You also can design one that is basicly a bottle rack. Then each kid gets their own bottle and you can watch and make sure they stay on theirs and that way you know what each got.


----------



## rdmtnranch (Mar 4, 2013)

Thanks. I think I will get to work on it


----------



## keren (Oct 26, 2008)

I feed mine cold milk in a lamb bar from birth, as much as they want. Because it is cold, they dont overeat. It has been a lifesaver for me as I work full time so I cant bottle feed. Their temperament is great, just as friendly as bottle babies but not overly pushy/obnoxious. They have manners and know they are goats not people!


----------



## rdmtnranch (Mar 4, 2013)

Karen. I have noticed that. They aren't quite as pushy. I am going to order one. Wher do you get yours?


----------



## Bit of Everything (Jan 28, 2011)

I can't get my kids to drink from those grey nipples even when introduced at birth. They all prefer the pritchered nipples.


----------



## keren (Oct 26, 2008)

hee hee. i made mine! it was ridiculously easy and much cheaper. i use an esky/cooler so the milk stays cold. had to buy the right size drill bit. black lar nipples and some tubing. first feeding warm colostrum from a bottle with the same nipple, then obto the lambar. they learn very quick. mine is 22L i filled it about half for seven kids around two weeks old.


----------



## amiandhergoats (Nov 14, 2012)

I just tried the Lambar for the first time last night. What a disaster! I had read that it's best to lead each kid to the bar individually. NONE of them wanted to take the nipple. They prefer the Pritchard nipple and will pull and chew on it until they get enough milk out when they get bigger! I've heard the Lambar is a lifesaver (I had started getting bruises from my kids attacking me and getting pushy at feeding time.) 

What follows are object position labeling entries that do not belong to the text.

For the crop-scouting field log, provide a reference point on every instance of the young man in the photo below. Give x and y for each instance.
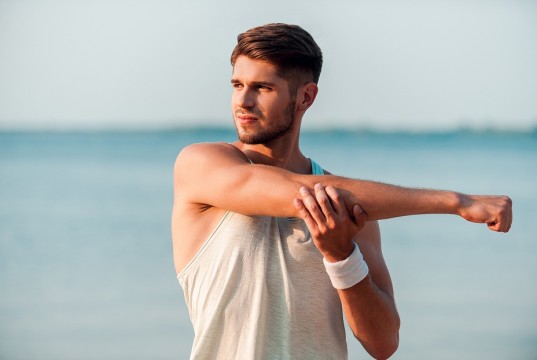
(265, 240)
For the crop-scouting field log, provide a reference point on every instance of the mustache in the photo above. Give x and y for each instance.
(250, 112)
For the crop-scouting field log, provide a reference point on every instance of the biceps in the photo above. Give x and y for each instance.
(244, 188)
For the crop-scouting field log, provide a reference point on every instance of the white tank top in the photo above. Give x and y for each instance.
(257, 289)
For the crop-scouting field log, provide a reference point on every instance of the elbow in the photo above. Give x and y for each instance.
(384, 351)
(382, 347)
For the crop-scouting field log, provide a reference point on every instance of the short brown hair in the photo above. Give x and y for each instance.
(289, 47)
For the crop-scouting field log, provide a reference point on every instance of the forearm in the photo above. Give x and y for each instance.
(383, 201)
(372, 317)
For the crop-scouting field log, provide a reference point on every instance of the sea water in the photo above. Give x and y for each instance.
(86, 268)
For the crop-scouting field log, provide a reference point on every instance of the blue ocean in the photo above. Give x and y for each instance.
(86, 267)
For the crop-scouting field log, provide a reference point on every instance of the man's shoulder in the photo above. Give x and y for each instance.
(207, 152)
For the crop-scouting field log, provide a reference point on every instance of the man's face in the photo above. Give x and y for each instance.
(263, 109)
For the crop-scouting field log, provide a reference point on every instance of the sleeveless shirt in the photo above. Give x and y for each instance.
(257, 289)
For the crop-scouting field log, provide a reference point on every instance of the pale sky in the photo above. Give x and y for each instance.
(162, 63)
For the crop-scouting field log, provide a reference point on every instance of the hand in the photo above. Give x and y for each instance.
(330, 225)
(495, 211)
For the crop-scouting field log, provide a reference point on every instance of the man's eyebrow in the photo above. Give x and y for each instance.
(255, 83)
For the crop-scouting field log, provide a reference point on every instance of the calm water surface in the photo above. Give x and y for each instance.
(86, 269)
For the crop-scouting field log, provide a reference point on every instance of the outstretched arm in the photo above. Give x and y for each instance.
(219, 175)
(369, 304)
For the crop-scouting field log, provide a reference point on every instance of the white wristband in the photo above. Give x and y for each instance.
(349, 272)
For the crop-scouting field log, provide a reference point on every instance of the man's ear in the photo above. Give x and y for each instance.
(307, 95)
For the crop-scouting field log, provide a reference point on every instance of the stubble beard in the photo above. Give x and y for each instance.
(268, 135)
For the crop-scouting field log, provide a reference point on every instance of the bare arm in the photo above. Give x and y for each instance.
(219, 175)
(369, 305)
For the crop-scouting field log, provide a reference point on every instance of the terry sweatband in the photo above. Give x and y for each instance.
(349, 272)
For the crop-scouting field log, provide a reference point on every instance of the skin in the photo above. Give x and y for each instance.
(210, 179)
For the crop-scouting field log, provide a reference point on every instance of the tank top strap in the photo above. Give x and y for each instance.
(316, 169)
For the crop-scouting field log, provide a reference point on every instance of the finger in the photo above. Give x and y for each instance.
(324, 202)
(305, 214)
(311, 204)
(337, 202)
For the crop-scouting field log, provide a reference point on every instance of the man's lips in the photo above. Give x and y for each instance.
(246, 118)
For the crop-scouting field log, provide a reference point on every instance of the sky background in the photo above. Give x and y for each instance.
(413, 65)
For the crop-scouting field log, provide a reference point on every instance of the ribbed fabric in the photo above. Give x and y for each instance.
(257, 289)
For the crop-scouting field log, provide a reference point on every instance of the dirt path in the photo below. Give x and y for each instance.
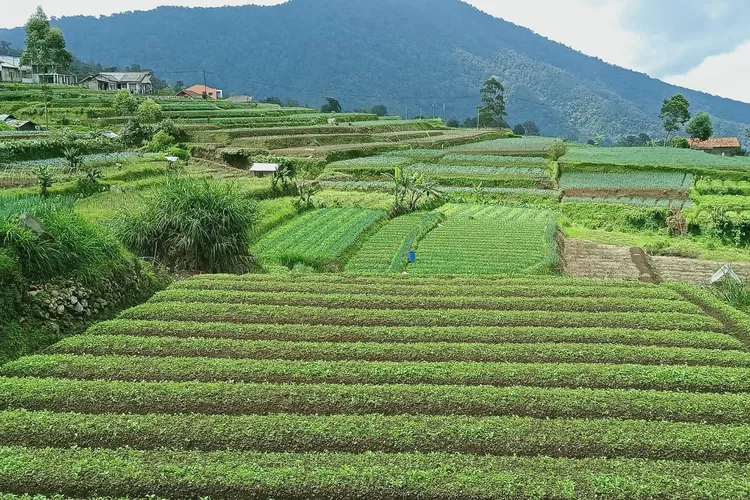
(586, 259)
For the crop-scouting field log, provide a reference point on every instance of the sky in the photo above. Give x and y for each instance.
(699, 44)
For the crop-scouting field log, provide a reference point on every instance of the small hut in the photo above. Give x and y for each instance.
(264, 169)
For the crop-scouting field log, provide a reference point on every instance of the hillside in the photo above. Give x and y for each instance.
(419, 54)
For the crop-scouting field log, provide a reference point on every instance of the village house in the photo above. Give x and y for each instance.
(241, 98)
(9, 72)
(197, 92)
(20, 125)
(137, 82)
(12, 68)
(264, 169)
(723, 146)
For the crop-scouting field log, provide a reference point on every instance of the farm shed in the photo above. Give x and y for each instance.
(723, 146)
(264, 169)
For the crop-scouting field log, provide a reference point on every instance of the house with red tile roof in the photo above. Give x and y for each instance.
(197, 91)
(724, 146)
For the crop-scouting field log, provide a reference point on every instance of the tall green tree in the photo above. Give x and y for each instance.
(701, 127)
(531, 128)
(124, 103)
(45, 46)
(674, 113)
(331, 106)
(492, 114)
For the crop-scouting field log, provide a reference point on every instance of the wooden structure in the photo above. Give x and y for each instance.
(723, 146)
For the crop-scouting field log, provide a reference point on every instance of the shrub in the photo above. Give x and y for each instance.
(557, 150)
(161, 142)
(150, 112)
(195, 225)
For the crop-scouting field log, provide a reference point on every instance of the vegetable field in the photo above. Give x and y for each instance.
(523, 146)
(386, 251)
(488, 239)
(344, 386)
(316, 238)
(651, 181)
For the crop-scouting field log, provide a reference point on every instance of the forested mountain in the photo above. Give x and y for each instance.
(417, 53)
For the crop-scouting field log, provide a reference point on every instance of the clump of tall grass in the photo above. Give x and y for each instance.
(189, 224)
(65, 246)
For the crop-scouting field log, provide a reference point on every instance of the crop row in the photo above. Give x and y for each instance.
(384, 301)
(571, 375)
(408, 334)
(519, 146)
(237, 398)
(408, 281)
(477, 245)
(237, 475)
(499, 436)
(241, 313)
(539, 289)
(386, 250)
(494, 160)
(634, 180)
(384, 351)
(725, 187)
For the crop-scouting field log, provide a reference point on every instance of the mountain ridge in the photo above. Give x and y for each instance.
(419, 54)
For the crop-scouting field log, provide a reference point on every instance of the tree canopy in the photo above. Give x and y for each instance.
(45, 46)
(701, 127)
(331, 106)
(493, 113)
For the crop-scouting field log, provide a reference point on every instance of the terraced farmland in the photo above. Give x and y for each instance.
(544, 387)
(488, 239)
(316, 238)
(386, 251)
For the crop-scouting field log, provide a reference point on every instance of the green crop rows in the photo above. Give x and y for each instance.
(479, 239)
(524, 146)
(352, 386)
(317, 238)
(635, 180)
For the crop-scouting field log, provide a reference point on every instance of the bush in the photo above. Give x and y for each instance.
(557, 150)
(194, 225)
(161, 142)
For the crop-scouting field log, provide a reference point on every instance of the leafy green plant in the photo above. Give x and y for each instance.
(45, 178)
(194, 225)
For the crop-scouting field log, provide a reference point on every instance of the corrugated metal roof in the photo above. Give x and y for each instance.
(715, 142)
(264, 167)
(133, 77)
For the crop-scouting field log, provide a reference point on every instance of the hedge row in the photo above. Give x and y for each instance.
(737, 322)
(227, 398)
(179, 369)
(235, 475)
(509, 436)
(128, 345)
(241, 313)
(537, 289)
(407, 334)
(408, 280)
(354, 300)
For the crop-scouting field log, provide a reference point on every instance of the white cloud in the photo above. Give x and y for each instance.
(17, 13)
(727, 75)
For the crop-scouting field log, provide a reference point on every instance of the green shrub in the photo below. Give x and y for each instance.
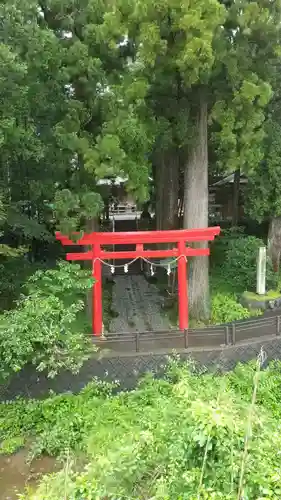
(45, 328)
(239, 266)
(226, 309)
(172, 440)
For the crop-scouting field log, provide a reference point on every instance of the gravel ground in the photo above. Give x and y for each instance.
(138, 304)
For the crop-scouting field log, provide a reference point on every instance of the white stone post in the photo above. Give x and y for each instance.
(261, 271)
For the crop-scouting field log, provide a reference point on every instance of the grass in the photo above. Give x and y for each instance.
(270, 295)
(189, 435)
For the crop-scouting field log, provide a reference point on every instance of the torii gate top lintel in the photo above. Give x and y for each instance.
(139, 238)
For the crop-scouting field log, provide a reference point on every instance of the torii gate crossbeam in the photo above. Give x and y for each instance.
(180, 251)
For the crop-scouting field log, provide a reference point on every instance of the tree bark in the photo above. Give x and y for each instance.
(236, 193)
(196, 210)
(167, 189)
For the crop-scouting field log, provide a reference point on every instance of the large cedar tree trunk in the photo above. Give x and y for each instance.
(167, 188)
(196, 211)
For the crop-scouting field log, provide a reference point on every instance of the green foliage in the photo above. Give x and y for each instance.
(179, 437)
(45, 328)
(11, 445)
(263, 193)
(226, 308)
(235, 262)
(240, 264)
(57, 424)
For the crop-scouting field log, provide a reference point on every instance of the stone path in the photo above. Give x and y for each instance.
(138, 304)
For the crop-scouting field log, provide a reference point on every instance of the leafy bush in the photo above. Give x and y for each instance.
(239, 266)
(183, 437)
(225, 309)
(45, 328)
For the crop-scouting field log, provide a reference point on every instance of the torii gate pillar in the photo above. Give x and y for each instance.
(180, 252)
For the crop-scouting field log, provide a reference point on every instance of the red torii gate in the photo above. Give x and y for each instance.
(139, 238)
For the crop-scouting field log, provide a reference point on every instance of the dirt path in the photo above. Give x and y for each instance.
(138, 304)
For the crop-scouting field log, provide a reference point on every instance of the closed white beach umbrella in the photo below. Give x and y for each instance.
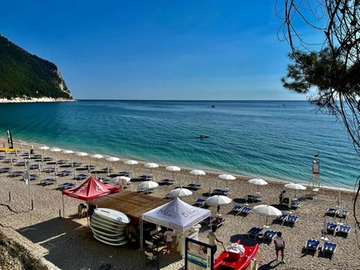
(180, 192)
(113, 159)
(81, 154)
(267, 210)
(55, 149)
(131, 162)
(173, 169)
(151, 165)
(295, 186)
(148, 185)
(227, 177)
(118, 178)
(197, 172)
(258, 182)
(97, 156)
(218, 200)
(44, 147)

Does anyone have any tips? These kids just don't get it! One of them is drinking from a dish now, so I will work with her that way. Maybe I will try putting the grey nipple on the nursing bottle today. I'll make sure to wait to take a shower until after!


----------



## rdmtnranch (Mar 4, 2013)

keren said:


> hee hee. i made mine! it was ridiculously easy and much cheaper. i use an esky/cooler so the milk stays cold. had to buy the right size drill bit. black lar nipples and some tubing. first feeding warm colostrum from a bottle with the same nipple, then obto the lambar. they learn very quick. mine is 22L i filled it about half for seven kids around two weeks old.


How did you get the black nipples connected. That would be great because that is what mine are on. Do the grey attachments you buy work like that?


----------